If it isn't already obvious, I'm writing this in lieu of documenting some outlandish happening when I was alone because I haven't been alone too much lately. I'm filling the hours away from home with dinners and spend-the -night and trips to the airport and long phone conversations about nothing. The snatches of alone I've had lately have given me time to reflect on little else than my thesis, stats class, reality TV (you knew that was coming!) and the science of relationships (friendships included! thanks Ravi Zacharias and C.S.Lewis).

So Coldplay had it right. Tell them you think they're wonderful, ask them to come back, tell them its not the same since they've been gone and tell them you're sorry. Sounds right. But all that comes across as the desperate plea of the borderline personality (i.e. Why wont you love me!?!). Ok so maybe we remember to keep the plates spinning by saying all of that before we drop them.

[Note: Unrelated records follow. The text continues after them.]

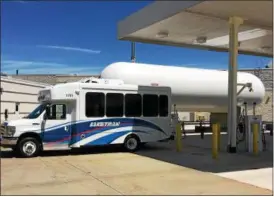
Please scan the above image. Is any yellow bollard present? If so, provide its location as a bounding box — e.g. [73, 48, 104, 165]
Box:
[252, 123, 259, 155]
[217, 124, 221, 151]
[212, 124, 218, 159]
[176, 123, 182, 152]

Maybe we let the plates fall as they may but not without making every effort to keep them spinning. The complexities of human relationships are a phenomenon studied since the dawn of human existence. Stories,songs, poetry, all meant to narrate and explain the complexities of human interaction.

We all wish that life were as easy as "tell you I'm sorry." I know I'd say it if I thought it would help. Sometimes it does but sometimes we pass the point of I'm sorry. We cross the bridge of no return and burn it behind us. Counselors get the worst of it, our clients walk in with their relationships like ball of knotted yarn and they hand it to us, expecting us to untangle the chaos in 50 minutes when the truth is sometimes we can't untangle our own chaos. "Nobody said it was easy.....no one ever said it would be this hard"

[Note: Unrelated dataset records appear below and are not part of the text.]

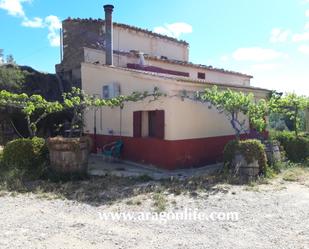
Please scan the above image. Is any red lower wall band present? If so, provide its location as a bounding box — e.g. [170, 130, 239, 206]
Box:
[88, 134, 268, 170]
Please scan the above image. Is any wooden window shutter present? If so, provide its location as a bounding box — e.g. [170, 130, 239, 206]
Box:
[155, 110, 165, 139]
[133, 111, 142, 137]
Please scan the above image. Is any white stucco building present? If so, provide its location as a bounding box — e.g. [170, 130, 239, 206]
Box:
[56, 5, 269, 169]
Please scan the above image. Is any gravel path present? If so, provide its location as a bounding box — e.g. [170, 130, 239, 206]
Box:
[0, 182, 309, 249]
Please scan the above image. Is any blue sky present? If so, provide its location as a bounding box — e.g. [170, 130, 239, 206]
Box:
[0, 0, 309, 95]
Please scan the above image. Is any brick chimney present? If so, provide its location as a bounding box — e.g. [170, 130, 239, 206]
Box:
[104, 4, 114, 65]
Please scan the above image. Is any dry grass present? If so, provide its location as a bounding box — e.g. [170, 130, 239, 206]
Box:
[152, 193, 168, 213]
[282, 167, 309, 183]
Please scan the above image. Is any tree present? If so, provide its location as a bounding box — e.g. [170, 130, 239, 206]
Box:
[269, 92, 309, 137]
[0, 90, 63, 137]
[196, 86, 267, 139]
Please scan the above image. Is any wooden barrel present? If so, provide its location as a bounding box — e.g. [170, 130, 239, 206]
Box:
[233, 153, 260, 182]
[264, 141, 281, 164]
[47, 137, 90, 174]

I never invested time in a friendship I didn't care about. I hate wasting time being insincere hence my aversion to small talk. I'd rather sit in the dark then have to talk to someone about the weather (GAAA!!). I truly like so few people when friendships end..... "It's such a shame for us to part"
The few friendships that do end end because "I was just guessing at number and figures, pulling the puzzles apart." We don't always get the answers in time to save things and "You're lovely and I'm sorry" just doesn't seem to cut it and we can't "go back to the start"

When we are alone, we fail to experience the adventure of phileo love. We live in the dream-like state of appreciation love where we can only admire others from afar. But in the company of others, the adventure begins as we seek to keep the plates harmonically spinning.